Titel
Die kombinatorische Chemie erobert die Laboratorien der
Arzneimittelforschung. Das Prinzip ist von der Natur abgeschaut und
revolutioniert die hundertjährige Vorgehensweise bei der Suche nach
Arzneistoffen. Mit Hilfe der kombinatorischen Chemie erzeugen inzwischen
Hochleistungsroboter im Mikromaßstab bis zu 1000 strukturell verwandte
Substanzen an einem Tag.
Gruppen ähnlich aufgebauter Synthesebausteine werden bei der kombinatorischen
Chemie in einem Ansatz simultan umgesetzt. Die Reaktion von zehn verschiedenen
Synthesebausteinen mit zehn anderen liefert so gleichzeitig 100 Produkte. Reagieren
diese Produkte nun wiederholt mit weiteren Gruppen von Molekülbausteinen,
entsteht eine riesige Anzahl verschiedener Verbindungen - eine große molekulare
Bibliothek, die anschließend auf ihre biologische Wirksamkeit getestet werden kann.
Das kombinatorische Syntheseverfahren soll die Suche nach neuen Leitstrukturen
und die Verbesserung vorhandener Molekülgerüste beschleunigen, die
Entwicklungszeit eines neuen Arzneimittels verkürzen und so zur Senkung der
Kosten beitragen.
Mitte der achtziger Jahre kam das Prinzip der Kombination erstmals bei der
Synthese kurzer Peptide zur Anwendung. In etlichen Ansätzen kombinierte Mario
Geysen in Kalifornien gleichzeitig verschiedene Aminosäuren und erhielt in kurzer
Zeit eine Peptidbibliothek mit Dutzenden von unterschiedlich zusammengesetzten
Peptiden. Peptidbibliotheken stellen zwar nach wie vor ein wichtiges Hilfsmittel zur
Klärung biologischer Fragestellungen dar, die deutsche Pharmaindustrie setzt das
neue Verfahren aber vorwiegend für die Synthese kleiner organischer Verbindungen
ein. Von den riesigen Molekülbibliotheken mit zehntausenden verschiedenen
Verbindungen geht der Trend heute zu kleineren Bibliotheken, die schneller
charakterisiert werden können.
Mittlerweile gelangen die ersten mit Hilfe der kombinatorischen Chemie entwickelten
Arzneistoffe in die klinische Prüfung.
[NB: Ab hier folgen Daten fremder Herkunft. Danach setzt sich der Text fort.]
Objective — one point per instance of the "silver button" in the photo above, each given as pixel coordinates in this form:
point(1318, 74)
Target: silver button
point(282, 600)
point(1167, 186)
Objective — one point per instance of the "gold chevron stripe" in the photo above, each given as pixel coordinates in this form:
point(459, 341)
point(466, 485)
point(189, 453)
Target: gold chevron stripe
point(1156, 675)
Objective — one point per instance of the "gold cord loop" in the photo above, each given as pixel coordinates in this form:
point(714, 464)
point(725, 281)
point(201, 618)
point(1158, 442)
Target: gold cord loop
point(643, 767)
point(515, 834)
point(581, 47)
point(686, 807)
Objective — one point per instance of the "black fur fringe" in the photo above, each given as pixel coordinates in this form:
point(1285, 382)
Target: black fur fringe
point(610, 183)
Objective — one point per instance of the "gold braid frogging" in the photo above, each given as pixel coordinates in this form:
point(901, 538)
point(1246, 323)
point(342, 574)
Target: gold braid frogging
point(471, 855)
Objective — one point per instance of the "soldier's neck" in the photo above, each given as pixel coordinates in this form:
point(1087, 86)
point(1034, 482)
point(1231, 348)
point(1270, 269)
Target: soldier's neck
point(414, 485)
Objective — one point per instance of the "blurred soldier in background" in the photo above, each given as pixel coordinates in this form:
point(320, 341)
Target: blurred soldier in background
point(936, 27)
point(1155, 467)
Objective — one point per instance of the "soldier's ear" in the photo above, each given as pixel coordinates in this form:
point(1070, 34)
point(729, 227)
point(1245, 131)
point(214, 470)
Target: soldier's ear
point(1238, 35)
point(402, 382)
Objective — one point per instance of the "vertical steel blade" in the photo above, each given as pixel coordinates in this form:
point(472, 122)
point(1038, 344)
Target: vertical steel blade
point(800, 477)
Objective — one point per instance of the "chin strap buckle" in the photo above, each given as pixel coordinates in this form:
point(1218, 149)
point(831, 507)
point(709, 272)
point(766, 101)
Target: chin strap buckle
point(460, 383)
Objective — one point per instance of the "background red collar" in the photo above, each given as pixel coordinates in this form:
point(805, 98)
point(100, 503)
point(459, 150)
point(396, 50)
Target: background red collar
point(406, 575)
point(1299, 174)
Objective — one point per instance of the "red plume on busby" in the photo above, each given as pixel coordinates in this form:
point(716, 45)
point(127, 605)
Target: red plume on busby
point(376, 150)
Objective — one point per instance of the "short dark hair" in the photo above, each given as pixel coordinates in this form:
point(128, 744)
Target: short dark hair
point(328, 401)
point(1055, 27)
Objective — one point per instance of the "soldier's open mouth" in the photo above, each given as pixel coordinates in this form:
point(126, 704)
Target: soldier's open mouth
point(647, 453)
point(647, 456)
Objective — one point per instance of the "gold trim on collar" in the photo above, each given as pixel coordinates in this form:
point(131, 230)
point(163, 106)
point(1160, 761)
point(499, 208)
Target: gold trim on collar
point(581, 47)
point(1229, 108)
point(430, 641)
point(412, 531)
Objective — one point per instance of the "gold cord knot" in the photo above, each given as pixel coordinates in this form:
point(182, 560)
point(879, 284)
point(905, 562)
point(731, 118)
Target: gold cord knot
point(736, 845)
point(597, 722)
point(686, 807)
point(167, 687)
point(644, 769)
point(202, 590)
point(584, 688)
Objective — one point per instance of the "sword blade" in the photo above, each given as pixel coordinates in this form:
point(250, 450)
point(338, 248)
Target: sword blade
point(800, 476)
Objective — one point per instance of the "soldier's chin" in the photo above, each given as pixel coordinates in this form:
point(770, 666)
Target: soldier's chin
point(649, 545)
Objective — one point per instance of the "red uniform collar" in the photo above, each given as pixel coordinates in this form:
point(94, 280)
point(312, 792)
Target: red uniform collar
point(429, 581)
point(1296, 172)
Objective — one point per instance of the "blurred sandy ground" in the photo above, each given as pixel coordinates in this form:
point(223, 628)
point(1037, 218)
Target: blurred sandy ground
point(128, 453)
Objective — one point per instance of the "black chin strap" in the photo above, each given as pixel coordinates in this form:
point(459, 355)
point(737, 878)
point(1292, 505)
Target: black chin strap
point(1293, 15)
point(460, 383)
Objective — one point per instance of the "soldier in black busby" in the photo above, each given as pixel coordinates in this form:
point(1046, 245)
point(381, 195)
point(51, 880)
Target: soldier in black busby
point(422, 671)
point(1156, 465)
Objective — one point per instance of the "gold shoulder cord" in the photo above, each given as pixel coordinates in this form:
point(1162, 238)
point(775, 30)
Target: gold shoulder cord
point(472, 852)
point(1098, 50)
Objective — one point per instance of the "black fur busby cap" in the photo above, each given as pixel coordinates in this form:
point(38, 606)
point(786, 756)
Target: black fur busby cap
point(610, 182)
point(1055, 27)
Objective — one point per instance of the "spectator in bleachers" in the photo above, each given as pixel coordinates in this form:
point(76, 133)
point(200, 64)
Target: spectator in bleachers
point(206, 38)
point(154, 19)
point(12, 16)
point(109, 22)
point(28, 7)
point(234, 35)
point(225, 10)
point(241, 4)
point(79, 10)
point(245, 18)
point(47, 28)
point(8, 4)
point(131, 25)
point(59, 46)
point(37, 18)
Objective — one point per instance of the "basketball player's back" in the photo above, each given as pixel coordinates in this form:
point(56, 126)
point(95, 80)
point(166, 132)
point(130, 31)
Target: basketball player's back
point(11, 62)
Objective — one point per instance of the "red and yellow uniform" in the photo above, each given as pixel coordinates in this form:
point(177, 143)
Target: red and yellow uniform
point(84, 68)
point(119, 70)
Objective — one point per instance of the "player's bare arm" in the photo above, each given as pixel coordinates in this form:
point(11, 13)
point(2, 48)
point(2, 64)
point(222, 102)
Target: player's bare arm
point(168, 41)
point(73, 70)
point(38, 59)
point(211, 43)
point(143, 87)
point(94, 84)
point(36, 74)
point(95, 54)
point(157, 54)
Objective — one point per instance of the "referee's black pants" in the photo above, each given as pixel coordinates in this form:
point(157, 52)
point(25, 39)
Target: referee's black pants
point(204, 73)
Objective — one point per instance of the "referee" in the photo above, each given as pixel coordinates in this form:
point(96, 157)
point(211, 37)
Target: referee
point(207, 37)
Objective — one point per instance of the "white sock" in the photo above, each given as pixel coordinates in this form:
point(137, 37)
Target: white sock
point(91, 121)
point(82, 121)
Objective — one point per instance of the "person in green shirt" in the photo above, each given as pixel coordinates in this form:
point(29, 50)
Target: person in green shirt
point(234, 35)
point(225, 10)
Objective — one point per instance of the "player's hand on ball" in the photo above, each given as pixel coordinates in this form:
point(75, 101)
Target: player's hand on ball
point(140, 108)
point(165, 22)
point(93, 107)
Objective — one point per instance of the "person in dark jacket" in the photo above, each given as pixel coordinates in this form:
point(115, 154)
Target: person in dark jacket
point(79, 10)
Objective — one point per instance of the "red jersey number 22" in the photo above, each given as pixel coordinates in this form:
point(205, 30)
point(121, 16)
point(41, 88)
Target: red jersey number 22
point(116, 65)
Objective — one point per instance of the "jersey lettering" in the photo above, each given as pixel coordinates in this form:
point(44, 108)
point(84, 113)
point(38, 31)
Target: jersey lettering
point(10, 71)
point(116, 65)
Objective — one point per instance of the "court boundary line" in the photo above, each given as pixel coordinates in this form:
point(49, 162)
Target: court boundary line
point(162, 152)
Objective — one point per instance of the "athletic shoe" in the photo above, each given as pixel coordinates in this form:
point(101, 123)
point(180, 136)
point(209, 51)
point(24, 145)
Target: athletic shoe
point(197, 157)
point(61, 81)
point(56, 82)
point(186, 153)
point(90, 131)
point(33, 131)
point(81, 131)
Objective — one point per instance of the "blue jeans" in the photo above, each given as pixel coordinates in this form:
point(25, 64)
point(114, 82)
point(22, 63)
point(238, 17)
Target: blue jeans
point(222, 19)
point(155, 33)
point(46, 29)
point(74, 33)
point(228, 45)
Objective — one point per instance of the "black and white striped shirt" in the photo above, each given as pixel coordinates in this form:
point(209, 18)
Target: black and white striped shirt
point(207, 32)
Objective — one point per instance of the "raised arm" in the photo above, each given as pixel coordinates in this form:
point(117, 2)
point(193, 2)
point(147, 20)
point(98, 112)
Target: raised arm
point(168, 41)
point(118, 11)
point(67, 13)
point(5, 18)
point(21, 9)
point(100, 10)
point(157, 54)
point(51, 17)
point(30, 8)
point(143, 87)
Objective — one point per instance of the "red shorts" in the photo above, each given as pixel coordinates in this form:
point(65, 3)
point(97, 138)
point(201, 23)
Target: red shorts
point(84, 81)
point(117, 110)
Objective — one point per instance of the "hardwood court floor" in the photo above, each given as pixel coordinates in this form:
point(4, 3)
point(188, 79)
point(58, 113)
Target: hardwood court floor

In diesem Jahr werden das erste Mal
Krebspatienten in Deutschland mit einem Cyclopeptid behandelt, das aus einer
Peptidbibliothek stammt und die tumorinduzierte Angiogenese hemmt.
Die neue Technik wird auch bei der Suche nach Wirkstoffen aus Nukleinsäuren
angewendet. Katalytisch aktive Ribonukleinsäuren, sogenannte Ribozyme, befinden
sich in den USA zur Therapie von HIV-Infektionen in klinischen Tests. Biochemiker
isolierten neue kleine Nukleinsäuremoleküle, sogenannte Aptamere, aus
kombinatorischen Syntheseansätzen. Aptamere binden bestimmte Proteine sowie
niedermolekulare Verbindungen sehr spezifisch und könnten zu wertvollen
Hilfsmitteln in der Diagnostik weiterentwickelt werden.
Während in den USA immer mehr kleine Firmen die neue Technik zur Entwicklung
neuartig strukturierter Therapeutika und Diagnostika einsetzen, bildet zur Zeit noch
die Verbesserung der Syntheseverfahren und -maschinen den Schwerpunkt der
großen deutschen Arzneimittelhersteller. Die kombinatorischen Syntheseansätze
sollen auch die Entwicklung neuer Duftstoffe und Pflanzenschutzmittel beschleunigen.
Eine Umfrage bescheinigt der robotergesteuerten Chemie schon heute "das Potential
einer Schlüsseltechnologie des 21. Jahrhunderts".